Excellent article, thanks. Great guidance for those who want to defend themselves, but don’t know what matters most for a CC gun.
Concealed carry guns need to be small and light enough to carry. They need to be big enough to stop a threat and must fit your hands.Which one is best for you? You will have to find out which one works best for you.
Great article, from what I’ve heard most gun fights have the rule of 3. 3 feet, 3 shots, 3 seconds. One might think 3 ft should be easy enough to hit but in a stress filled moment things can go snafu quickly. I do agree that with all the variety and choices gun manufacturers are coming out with I can see making a decent decision can be somewhat difficult without sending any lead down range. I have personally made the mistake of buying a pistol that I thought “looked attractive” and felt good in my hand.

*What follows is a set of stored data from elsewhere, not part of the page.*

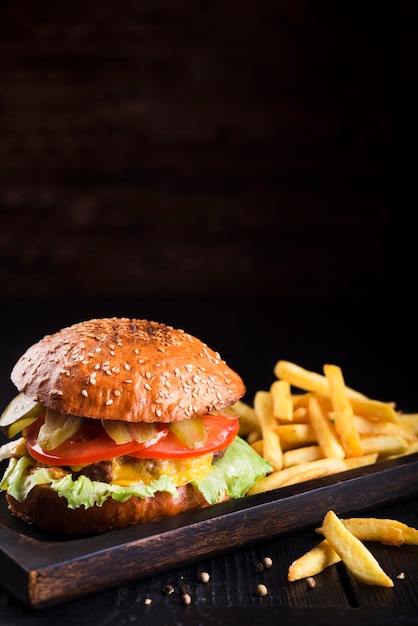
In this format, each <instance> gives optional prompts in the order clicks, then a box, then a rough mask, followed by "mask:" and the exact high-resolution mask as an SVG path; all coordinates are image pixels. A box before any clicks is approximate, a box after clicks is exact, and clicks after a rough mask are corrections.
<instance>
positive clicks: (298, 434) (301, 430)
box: [276, 423, 317, 451]
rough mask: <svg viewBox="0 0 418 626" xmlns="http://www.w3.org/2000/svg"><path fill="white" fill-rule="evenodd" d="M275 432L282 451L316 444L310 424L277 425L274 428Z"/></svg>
mask: <svg viewBox="0 0 418 626" xmlns="http://www.w3.org/2000/svg"><path fill="white" fill-rule="evenodd" d="M276 431H277V432H278V434H279V436H280V443H281V446H282V450H283V451H285V450H291V449H292V448H299V447H300V446H309V445H311V444H315V443H317V441H316V437H315V432H314V430H313V428H312V426H311V425H310V424H303V423H297V424H294V423H292V424H279V425H278V426H276Z"/></svg>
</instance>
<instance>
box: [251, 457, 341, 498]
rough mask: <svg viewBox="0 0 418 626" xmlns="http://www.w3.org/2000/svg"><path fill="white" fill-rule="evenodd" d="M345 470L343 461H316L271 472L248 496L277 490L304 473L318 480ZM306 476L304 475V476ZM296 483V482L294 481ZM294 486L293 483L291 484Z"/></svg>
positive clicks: (259, 479) (297, 465) (313, 461)
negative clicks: (319, 478)
mask: <svg viewBox="0 0 418 626" xmlns="http://www.w3.org/2000/svg"><path fill="white" fill-rule="evenodd" d="M346 469H347V467H346V465H345V462H344V459H326V458H323V459H318V460H317V461H309V462H307V463H299V464H298V465H292V466H291V467H287V468H285V469H282V470H279V471H277V472H272V473H271V474H268V476H263V477H262V478H259V479H258V481H257V482H256V483H255V484H254V485H253V486H252V487H251V488H250V489H249V491H248V492H247V494H248V495H254V494H256V493H263V492H265V491H270V490H271V489H279V488H280V487H282V486H283V485H284V484H285V483H288V481H290V480H292V481H293V479H294V478H295V477H302V475H304V474H305V473H306V472H312V473H311V476H314V474H315V473H316V476H315V478H319V477H320V476H325V475H327V474H335V473H337V472H343V471H345V470H346ZM305 475H306V474H305ZM296 482H297V481H296ZM292 484H295V481H293V482H292Z"/></svg>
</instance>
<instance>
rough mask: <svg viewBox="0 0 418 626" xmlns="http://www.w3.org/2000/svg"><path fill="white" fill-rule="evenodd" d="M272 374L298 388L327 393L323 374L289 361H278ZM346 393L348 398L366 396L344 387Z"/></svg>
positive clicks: (320, 392) (322, 393)
mask: <svg viewBox="0 0 418 626" xmlns="http://www.w3.org/2000/svg"><path fill="white" fill-rule="evenodd" d="M274 374H275V375H276V376H277V378H279V379H283V380H287V381H289V383H290V384H291V385H292V386H294V387H299V389H304V390H306V391H316V392H317V393H319V394H321V395H323V396H328V395H329V386H328V382H327V380H326V378H325V377H324V376H322V375H321V374H317V373H316V372H311V371H310V370H306V369H304V368H303V367H300V366H299V365H296V364H295V363H292V362H290V361H278V362H277V363H276V365H275V367H274ZM346 393H347V395H348V396H349V397H350V398H353V397H354V398H365V397H366V396H364V395H363V394H362V393H359V392H358V391H356V390H355V389H351V388H350V387H346Z"/></svg>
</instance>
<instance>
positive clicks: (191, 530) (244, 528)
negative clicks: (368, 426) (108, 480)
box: [0, 298, 418, 626]
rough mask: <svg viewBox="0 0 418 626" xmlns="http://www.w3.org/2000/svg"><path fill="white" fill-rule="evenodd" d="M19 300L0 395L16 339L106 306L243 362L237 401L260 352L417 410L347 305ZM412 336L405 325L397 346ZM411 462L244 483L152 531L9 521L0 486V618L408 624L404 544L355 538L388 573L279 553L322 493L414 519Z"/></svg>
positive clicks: (212, 621)
mask: <svg viewBox="0 0 418 626" xmlns="http://www.w3.org/2000/svg"><path fill="white" fill-rule="evenodd" d="M28 307H29V304H27V306H25V303H22V302H21V301H19V302H13V301H11V302H10V301H8V302H4V303H3V314H4V315H5V317H6V324H5V325H4V327H3V328H4V329H6V328H7V332H6V331H5V330H3V331H2V348H3V349H2V351H1V354H0V368H1V369H0V374H1V380H2V385H1V390H0V399H1V404H2V407H5V406H6V404H7V403H8V402H9V401H10V399H11V398H12V397H13V394H14V389H13V385H12V384H11V383H10V380H9V375H10V370H11V368H12V366H13V364H14V362H15V361H16V359H17V358H18V357H19V356H20V354H21V353H22V352H23V351H24V350H25V349H26V347H28V346H29V345H30V344H31V343H33V342H35V341H37V340H38V339H39V338H40V337H41V336H43V335H44V334H48V333H50V332H51V331H53V330H58V329H59V328H61V327H63V326H64V325H67V324H70V323H73V322H74V321H78V320H80V319H88V318H90V317H102V316H106V315H108V314H111V315H120V316H128V317H129V316H132V317H144V318H146V319H154V320H156V321H163V322H165V323H167V324H171V325H173V326H177V327H179V328H180V327H181V328H184V329H185V330H187V331H188V332H190V333H192V334H196V335H197V336H199V337H201V338H202V339H204V340H205V341H206V342H207V343H208V345H209V346H210V345H215V346H217V347H218V348H219V349H220V352H221V356H222V357H223V358H225V360H227V362H228V363H230V365H231V366H232V367H233V368H234V369H236V371H238V372H239V373H240V374H241V376H242V377H243V379H244V381H245V383H246V386H247V395H246V398H247V399H248V401H249V402H251V401H252V399H253V397H254V394H255V392H256V391H257V390H259V389H268V388H269V386H270V384H271V382H272V380H273V368H274V365H275V363H276V362H277V361H278V360H279V359H280V358H286V359H290V360H293V361H295V362H298V363H300V364H302V365H306V367H309V368H310V369H313V370H315V369H318V368H320V367H321V364H322V363H325V362H334V363H339V364H341V365H342V366H343V368H344V371H345V373H346V377H347V384H350V386H352V387H354V388H356V389H359V390H360V391H362V392H364V393H365V394H368V395H370V396H371V397H374V398H381V399H384V400H388V401H389V400H393V401H396V403H397V405H398V406H399V408H401V409H403V410H405V411H408V412H413V411H415V410H417V409H418V396H417V393H416V389H415V388H414V384H413V380H414V377H415V375H416V370H415V371H414V369H413V366H412V365H411V363H410V362H406V361H403V360H402V359H400V358H395V357H396V356H397V355H396V350H399V353H398V356H399V355H400V354H401V353H402V347H401V346H400V345H399V346H398V345H396V340H397V337H396V336H393V335H392V336H391V335H390V334H389V332H388V329H387V328H381V327H379V326H376V324H375V320H373V319H372V316H371V315H370V316H368V314H367V311H362V312H361V313H359V311H358V310H357V309H356V307H352V308H351V309H347V308H346V309H345V312H344V313H342V312H341V311H336V310H332V309H331V308H330V307H329V306H327V305H326V303H323V304H321V305H319V304H318V305H316V306H310V307H300V306H296V305H294V304H292V303H286V302H281V301H277V300H274V299H272V300H265V301H263V302H259V301H257V302H255V301H251V300H247V301H245V302H244V301H242V302H239V301H233V302H232V301H231V302H230V303H228V302H226V303H225V302H224V303H223V305H222V310H220V309H219V307H217V306H216V305H215V303H211V302H209V301H203V300H197V301H188V302H184V301H183V302H178V301H176V300H172V299H170V298H167V299H158V300H155V301H152V300H149V299H148V300H147V301H142V300H140V299H136V300H125V301H124V300H118V301H111V302H109V300H103V301H100V300H97V299H95V300H94V301H89V300H85V301H83V302H82V303H81V302H79V303H72V304H69V303H68V302H66V303H61V302H59V301H55V302H54V301H48V302H45V301H44V302H41V301H39V302H36V303H34V302H31V303H30V310H31V315H30V316H29V315H28V313H27V311H28ZM266 329H268V332H267V331H266ZM383 331H384V334H383V335H382V333H383ZM382 336H383V337H384V342H382ZM415 341H416V339H415V338H414V337H413V336H411V346H413V345H414V342H415ZM411 361H412V359H411ZM416 397H417V399H416V400H415V398H416ZM2 443H3V442H2ZM417 465H418V461H417V460H416V459H415V457H414V455H411V457H410V458H408V459H407V460H404V461H402V462H396V463H394V462H389V463H387V464H386V465H383V466H382V469H381V470H379V471H377V472H375V473H373V472H372V473H368V474H365V473H362V472H360V471H358V470H357V471H353V472H352V473H351V474H350V476H349V478H348V479H346V480H345V479H344V480H342V479H341V480H340V479H337V480H335V479H332V480H327V479H319V482H315V481H314V483H313V484H314V485H315V487H314V488H313V489H311V488H310V487H301V486H300V485H299V486H294V487H287V488H285V490H283V492H282V493H281V494H279V495H278V494H274V493H271V494H257V495H255V496H251V497H250V498H249V499H248V500H246V499H245V498H244V499H243V501H242V502H238V501H237V502H233V503H225V505H216V506H215V507H212V510H211V511H208V510H205V511H200V512H197V513H193V512H191V513H187V514H185V516H184V517H182V518H181V519H180V518H178V519H172V520H168V521H167V520H165V521H163V522H162V523H158V524H160V525H159V526H158V525H157V526H154V527H153V528H155V529H156V531H155V532H154V530H152V528H150V525H147V527H146V528H137V529H127V530H126V531H121V532H122V533H123V534H122V535H121V534H117V533H108V534H105V536H101V537H98V538H94V537H93V538H88V539H83V540H81V541H79V540H74V539H68V538H62V537H57V536H54V537H47V536H46V535H45V534H44V533H39V532H37V531H36V529H29V530H28V529H26V530H24V528H23V524H22V523H21V522H20V521H18V520H14V519H12V518H11V517H10V516H9V514H8V512H7V510H6V505H5V501H4V494H1V501H0V569H1V577H2V578H1V582H2V585H1V586H0V607H1V609H0V612H1V623H2V625H4V626H17V625H18V624H19V625H20V624H25V625H27V626H31V625H32V624H33V625H35V624H36V625H37V626H38V625H41V626H49V625H50V624H51V625H52V624H55V623H60V624H64V625H65V624H67V623H68V624H69V623H76V622H79V623H80V624H83V623H91V621H92V620H95V621H96V622H97V623H106V624H112V625H113V624H115V626H116V625H119V624H130V623H134V624H135V623H138V624H139V623H140V624H143V625H147V624H153V625H154V624H155V623H158V624H160V625H164V624H167V625H169V624H170V625H171V624H173V623H176V624H180V625H184V626H188V625H189V624H190V625H192V624H203V625H204V624H213V623H217V624H219V625H227V624H228V625H229V624H232V623H238V622H243V623H253V624H260V625H261V624H263V626H266V625H267V626H268V625H270V624H277V623H280V624H294V623H300V621H301V620H304V619H309V620H310V622H311V623H313V624H318V625H319V624H321V625H323V624H334V623H335V622H336V621H338V623H339V624H349V623H350V624H351V623H353V621H356V620H357V622H358V623H364V622H366V621H367V622H368V623H369V624H371V625H377V624H382V625H383V624H387V623H393V624H414V623H416V611H417V607H418V591H417V590H418V571H417V568H416V562H417V556H418V552H417V550H418V548H417V547H416V546H414V545H406V544H404V545H401V546H399V547H394V546H388V545H383V544H378V543H374V542H373V543H370V544H368V547H369V548H370V550H371V551H372V553H373V555H374V556H375V557H376V559H377V560H378V562H379V563H380V564H381V566H382V567H383V569H384V570H385V571H386V572H387V574H388V575H389V576H390V577H391V578H392V580H393V581H394V586H393V587H392V588H385V587H379V586H373V585H366V584H364V583H361V582H359V581H358V580H357V579H356V578H355V577H354V576H353V575H352V574H351V573H350V571H348V570H347V568H345V567H344V565H343V564H342V563H336V564H334V565H332V566H330V567H328V568H326V569H325V570H324V571H322V572H321V573H320V574H318V575H316V576H313V577H308V578H306V579H301V580H298V581H294V582H289V581H288V579H287V575H288V568H289V566H290V564H291V563H292V562H293V561H294V560H295V559H296V558H298V557H299V556H301V555H302V554H304V553H305V552H306V551H308V550H309V549H310V548H312V547H313V546H314V545H316V544H317V543H318V534H317V532H316V530H315V529H316V527H317V526H318V525H319V523H320V521H321V519H322V514H323V511H326V510H327V509H328V508H331V507H332V508H334V506H335V508H336V512H337V513H339V512H344V511H349V512H352V513H353V514H354V512H355V514H356V515H357V516H363V517H365V516H367V517H369V516H370V517H382V518H393V519H397V520H399V521H402V522H404V523H405V524H408V525H409V526H413V527H415V528H417V527H418V499H417V493H418V488H416V484H417V482H416V480H417V478H418V470H417ZM2 470H3V462H2ZM278 491H279V492H280V490H278ZM218 506H219V507H221V508H219V509H217V507H218ZM117 532H118V533H119V532H120V531H117ZM132 555H134V557H133V556H132ZM106 568H107V571H106ZM77 585H79V588H80V591H79V593H77ZM38 587H39V588H42V593H43V594H44V598H46V600H45V601H43V602H40V603H39V605H35V606H33V605H32V606H31V602H30V600H29V601H28V598H30V593H29V592H28V589H29V590H31V589H32V591H33V590H34V589H35V590H36V589H37V588H38ZM58 587H59V589H60V593H59V594H55V595H54V593H53V589H56V588H58ZM48 589H49V590H50V592H48ZM70 590H71V591H70ZM25 594H26V597H25ZM48 598H49V599H48ZM35 604H36V603H35Z"/></svg>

I didn’t realize the long double action pull would make me have to completely re learn how to shoot. I had only really spent quality time shooting 1911’s and when I got a double action sig sauer it was frustrating. 6 yrs and a couple thousand rounds later, I now can hit targets out to 25yds. Practice, practice, and practice more. I heard Jerry michilek once say “people ask how I got to be so fast/accurate?” He then says “go shoot 3 or 4 MILLION rounds and come talk to me” I couldnt afford to sell it and take a loss, so I bought ammo and learned the gun.
A civilian who shoots someone from 20 feet away (average for a cop) is going to have some serious explaining to do unless there’s evidence like a bullet hole showing they were fired at first, or there was a home invader actually inside that person’s house. Just the fact the presumed assailant had a weapon may leave you on very thin ice. Especially if the corpse doesn’t turn out to be a criminal with a history of violence. I read somewhere else that in self-defense shootings by civilians the average distance is more like 5 feet. You still need an adequate gun, of course.
This is true
Each situation is different. The use of force must always be reasonable, You should seek out competent training and know the laws in your area before the fight. I can imagine a number of situations where an armed attacker 20 feet away would merit deadly force. If there is a situation, talk to an attorney before you make a statement.